The Treasury Department and the U.S. Small Business Administration (SBA) just released the Paycheck Protection Program (“PPP”) Loan Forgiveness Application.  The accompanying instructions and worksheets are very helpful in explaining how employers who borrowed PPP money can obtain forgiveness of their loans.  Here are some highlights:

  1. Average Full-Time Equivalent Employees: Average full-time equivalent employees are based on a 40-hour workweek. Employers should enter the average number of hours paid per week for each employee, divide by 40, and round to the nearest tenth. The maximum for each employee will be capped at 1.0. The instructions also offer a simplified method that assigns a full-time equivalent number (FTE) of 1.0 for employees who work 40 hours or more per week and 0.5 for employees who work fewer hours, at the employer’s option. This is important for purposes of computing any reductions to the loan forgiveness amount based on headcount.

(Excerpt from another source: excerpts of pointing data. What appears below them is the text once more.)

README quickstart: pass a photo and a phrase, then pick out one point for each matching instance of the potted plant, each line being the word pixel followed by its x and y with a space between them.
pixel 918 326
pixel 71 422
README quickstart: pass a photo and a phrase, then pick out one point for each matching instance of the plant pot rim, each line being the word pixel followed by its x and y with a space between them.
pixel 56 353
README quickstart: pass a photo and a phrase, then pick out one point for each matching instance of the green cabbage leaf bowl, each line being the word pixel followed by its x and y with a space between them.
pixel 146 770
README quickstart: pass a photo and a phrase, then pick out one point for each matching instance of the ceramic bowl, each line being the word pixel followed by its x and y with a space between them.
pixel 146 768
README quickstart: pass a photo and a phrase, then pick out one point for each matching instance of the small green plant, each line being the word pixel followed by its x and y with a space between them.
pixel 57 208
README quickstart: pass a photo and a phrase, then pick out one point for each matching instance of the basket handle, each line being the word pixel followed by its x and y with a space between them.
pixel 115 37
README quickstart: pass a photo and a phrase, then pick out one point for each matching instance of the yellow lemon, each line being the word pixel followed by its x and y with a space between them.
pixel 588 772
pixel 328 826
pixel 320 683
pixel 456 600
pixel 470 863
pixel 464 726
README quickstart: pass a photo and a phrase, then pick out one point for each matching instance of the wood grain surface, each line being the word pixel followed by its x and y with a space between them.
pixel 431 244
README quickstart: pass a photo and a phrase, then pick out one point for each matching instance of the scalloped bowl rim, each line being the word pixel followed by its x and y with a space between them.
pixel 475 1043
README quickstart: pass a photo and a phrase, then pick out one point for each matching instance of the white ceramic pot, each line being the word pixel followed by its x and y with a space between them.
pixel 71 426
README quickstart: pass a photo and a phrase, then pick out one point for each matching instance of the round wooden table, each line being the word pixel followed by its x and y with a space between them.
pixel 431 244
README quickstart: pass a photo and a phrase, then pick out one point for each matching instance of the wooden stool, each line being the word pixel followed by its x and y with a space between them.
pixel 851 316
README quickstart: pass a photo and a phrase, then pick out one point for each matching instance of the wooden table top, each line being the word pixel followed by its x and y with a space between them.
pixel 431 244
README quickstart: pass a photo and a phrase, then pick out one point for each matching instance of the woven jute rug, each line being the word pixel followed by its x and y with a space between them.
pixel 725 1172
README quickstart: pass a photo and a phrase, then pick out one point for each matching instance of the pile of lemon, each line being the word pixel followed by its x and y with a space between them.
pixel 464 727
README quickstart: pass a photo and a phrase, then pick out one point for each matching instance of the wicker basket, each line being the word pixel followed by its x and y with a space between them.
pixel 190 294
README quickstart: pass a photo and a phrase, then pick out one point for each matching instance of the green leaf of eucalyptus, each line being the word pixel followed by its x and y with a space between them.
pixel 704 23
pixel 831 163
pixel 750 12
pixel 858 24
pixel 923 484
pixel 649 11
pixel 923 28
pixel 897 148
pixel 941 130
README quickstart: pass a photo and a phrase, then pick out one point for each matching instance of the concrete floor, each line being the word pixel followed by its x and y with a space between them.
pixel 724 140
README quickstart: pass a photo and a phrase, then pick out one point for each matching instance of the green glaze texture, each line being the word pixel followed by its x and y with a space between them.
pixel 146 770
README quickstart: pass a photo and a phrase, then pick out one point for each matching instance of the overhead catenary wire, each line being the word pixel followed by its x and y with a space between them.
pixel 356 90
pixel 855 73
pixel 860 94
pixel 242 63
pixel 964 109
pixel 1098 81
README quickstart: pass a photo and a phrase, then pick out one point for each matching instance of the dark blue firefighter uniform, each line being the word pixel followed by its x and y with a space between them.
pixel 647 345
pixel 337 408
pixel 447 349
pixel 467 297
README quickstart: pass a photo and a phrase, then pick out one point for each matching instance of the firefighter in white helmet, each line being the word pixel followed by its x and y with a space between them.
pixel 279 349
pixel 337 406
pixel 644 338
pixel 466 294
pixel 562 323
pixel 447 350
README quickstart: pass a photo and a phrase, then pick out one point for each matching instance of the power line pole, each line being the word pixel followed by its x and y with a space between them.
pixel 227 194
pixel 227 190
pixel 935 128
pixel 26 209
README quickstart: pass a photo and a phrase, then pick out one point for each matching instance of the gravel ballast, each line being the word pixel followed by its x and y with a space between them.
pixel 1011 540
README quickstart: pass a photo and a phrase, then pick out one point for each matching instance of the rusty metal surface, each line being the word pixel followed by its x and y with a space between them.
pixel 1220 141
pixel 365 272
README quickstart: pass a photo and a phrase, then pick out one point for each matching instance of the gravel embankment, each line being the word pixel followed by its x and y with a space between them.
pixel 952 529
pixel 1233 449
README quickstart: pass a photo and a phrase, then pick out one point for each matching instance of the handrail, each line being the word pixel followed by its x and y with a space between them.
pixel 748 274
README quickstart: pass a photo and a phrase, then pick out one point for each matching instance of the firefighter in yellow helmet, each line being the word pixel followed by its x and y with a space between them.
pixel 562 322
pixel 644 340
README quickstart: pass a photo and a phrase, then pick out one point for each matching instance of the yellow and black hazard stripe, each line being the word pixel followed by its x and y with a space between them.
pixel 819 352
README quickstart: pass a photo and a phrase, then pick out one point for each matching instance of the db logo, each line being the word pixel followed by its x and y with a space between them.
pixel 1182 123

Be consistent in computing full-time equivalent numbers for each measured period.
  2. Excused Reductions in Workforce: Employers who laid off employees (between February 15, 2020 and April 26, 2020) and offered to rehire the same employee, but whose employees reject such offer of re-employment, will not be penalized if the employer made a good faith, written offer of rehire, and the employee’s rejection of the offer is documented.  In addition, the forgiveness amount will not be reduced for (i) termination of an employee for cause, (ii) voluntary resignation by employee, or (ii) a reduction of hours at the voluntary request by an employee.
  3. Eligible Forgiveness Costs: Payroll costs eligible for forgiveness include: (a) incurred payroll costs: Payroll costs are incurred on the day that the employee’s pay is earned; (b)  Paid payroll costs: Payroll costs are paid on the day that paychecks are distributed or when the employer initiates an ACH credit transaction.  Payroll costs for which forgiveness is sought must be paid during the 8-week forgiveness period, except that payroll costs incurred but not paid during the employer’s last pay period of the 8-week forgiveness period (or alternate covered period*) are eligible for forgiveness if paid on or before the next regular payroll date. Employers may elect an alternate payroll covered period, which allows them to begin the eight week pay period on the date that begins on the first day of their first pay period following the disbursement date of the Paycheck Protection Program loan, for administrative convenience. This applies only for payroll costs, not rent, utilities, and interest on mortgage obligations.  Eligible nonpayroll costs must be paid during the 8-week forgiveness period or incurred during the 8-week forgiveness period and paid on or before the next regular billing date, even if the billing date is after the 8-week forgiveness period. Please be reminded that eligible nonpayroll costs, i.e. qualifying rent, mortgage interest and utilities, may not exceed 25% of the forgiveness amount (or the PPP loan amount).